Aquella mañana supieron mis compañeros de redacción y Matica el lugar de mi refugio; y recibí, con las precauciones convenidas la víspera entre nosotros, equipaje y libros. Según don Serafín, las cosas marchaban viento en popa; tanto, que Matica, aunque muy entrado ya junio, se quedaba en Madrid en espera de los acontecimientos que se preparaban; mi carta á Valenzuela había sido llevada á su destino, y el Gobierno buscaba sin descanso el escondrijo de O'Donnell, alma de la conspiración; pero no daba con él... Casi lo mismo que yo sabía antes de esconderme.
Después leí durante una hora; almorcé «en familia»; me paseé á lo largo de la sala y á lo ancho del gabinete hablando al mismo tiempo con Carmen, que cosía sin cesar, ó con su padre, que entraba y salía, ó con Quica cuando llegó á ayudar á Carmen. Luego, vuelta á leer otro rato y á pasearme en seguida... hasta que volvió de la calle don Serafín con cuatro noticiones absurdos y una noticia comprobada: la de que me andaba buscando la policía. Esto me hizo poquísima gracia, y noté que Carmen se inmutó al oirlo. Mostré una tranquilidad que no tenía, y á las seis comimos. Después de comer, lo mismo que la noche anterior.
Con ligerísimas variantes, ésta fué mi vida durante dos semanas. Mi padre, aunque sin saber todo lo que me pasaba, me escribía con sobre á Matica, y yo le escribía á él por conducto del cura del lugar: cuatro palabras secas para darnos mutuamente fe de vida: no estaban los tiempos para otros lujos.
Por fin se rompió la monótona regularidad de aquel vivir, el antepenúltimo día del mes. Volvió de la calle, á la hora de almorzar, don Serafín, cubierto de sudor y acelerado.

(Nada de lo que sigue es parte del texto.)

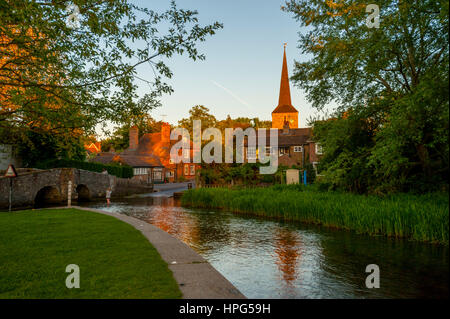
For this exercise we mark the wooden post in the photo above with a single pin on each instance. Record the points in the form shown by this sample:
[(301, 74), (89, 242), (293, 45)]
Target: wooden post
[(69, 194)]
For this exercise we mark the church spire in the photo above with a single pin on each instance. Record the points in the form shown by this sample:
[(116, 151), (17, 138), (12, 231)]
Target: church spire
[(285, 92), (284, 112)]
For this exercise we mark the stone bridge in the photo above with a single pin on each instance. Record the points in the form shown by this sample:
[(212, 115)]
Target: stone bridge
[(41, 187)]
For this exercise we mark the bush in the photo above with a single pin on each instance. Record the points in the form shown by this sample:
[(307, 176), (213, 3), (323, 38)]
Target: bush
[(116, 170)]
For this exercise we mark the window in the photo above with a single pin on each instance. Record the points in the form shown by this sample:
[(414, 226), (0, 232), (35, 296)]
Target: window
[(186, 155), (140, 171), (282, 151), (319, 149), (251, 152)]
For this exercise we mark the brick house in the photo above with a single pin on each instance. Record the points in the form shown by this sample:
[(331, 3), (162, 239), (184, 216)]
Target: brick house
[(149, 156), (295, 145)]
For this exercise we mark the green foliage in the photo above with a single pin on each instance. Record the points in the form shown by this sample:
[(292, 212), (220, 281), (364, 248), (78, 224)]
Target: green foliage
[(390, 132), (119, 139), (418, 217), (100, 245), (113, 169), (55, 77), (201, 113)]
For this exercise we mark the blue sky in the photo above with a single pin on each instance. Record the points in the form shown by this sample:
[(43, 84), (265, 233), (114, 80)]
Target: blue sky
[(242, 70)]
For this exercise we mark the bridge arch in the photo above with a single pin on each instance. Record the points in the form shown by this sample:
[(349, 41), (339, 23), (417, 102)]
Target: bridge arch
[(47, 195), (84, 194)]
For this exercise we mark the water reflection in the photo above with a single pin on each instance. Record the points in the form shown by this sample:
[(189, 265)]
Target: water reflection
[(270, 259)]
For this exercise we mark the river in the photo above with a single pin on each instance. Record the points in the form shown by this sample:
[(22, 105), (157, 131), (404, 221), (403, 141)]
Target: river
[(272, 259)]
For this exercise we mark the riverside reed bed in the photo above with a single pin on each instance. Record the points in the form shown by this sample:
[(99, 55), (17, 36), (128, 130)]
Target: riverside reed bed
[(418, 217)]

—¡Se armó la gorda!—dijo, arrojando el sombrero, y arrojándose él mismo después encima del sofá.
Quedéme boquiabierto; y Balduque me refirió lo siguiente en voz baja y anhelosa:
—Esta madrugada se ha pronunciado el general Dulce, director de Caballería, al frente de toda la que había en Madrid, más un batallón de infantería... Han dado el grito en el Campo de Guardias, donde se les ha unido O'Donnell para ponerse al frente del movimiento. Se cuenta con tropas de Toledo; toda la guarnición de Alcalá... ¡qué sé yo! y con el mismo demonio que se ha desencadenado para acabar con la infame polaquería. El Gobierno está aturdido, y no deja ni respirar á los sospechosos... ¡Ah! se me olvidaba: Redondo está en el Saladero con Sixto Cámara, Rivero y no sé quiénes más. Las gentes hormiguean en las calles, y comienza el conde de Quinto á publicar cada bando que asusta. En la redacción de El Clarín no he hallado más que al conserje... Se teme el alzamiento del pueblo; pero hasta ahora no se menea... De todos modos, la cosa es formidable, y el Gobierno está en capilla.
Pasé el día entre emociones, procurándomelas don Serafín con las noticias que me traía de vez en cuando, de sucesos que no se acentuaban todo lo que yo deseaba.
Al siguiente supe que El Clarín, como todos los demás periódicos que, tras de hablar algo fuerte en favor del pronunciamiento, no reprodujeron los decretos de la Gaceta deshonorando á los generales pronunciados, había sido suprimido por una orden de la autoridad militar. El 30 por la noche me espantó Balduque refiriéndome los horrores que se contaban del encuentro de las fuerzas insurrectas con las del general Lara en los campos de Vicálvaro, á las puertas, como quien dice, de Madrid, desde cuyos tejados distinguieron muchos curiosos, ó lo soñaron, el movimiento, y hasta oyeron el ruido de la batalla.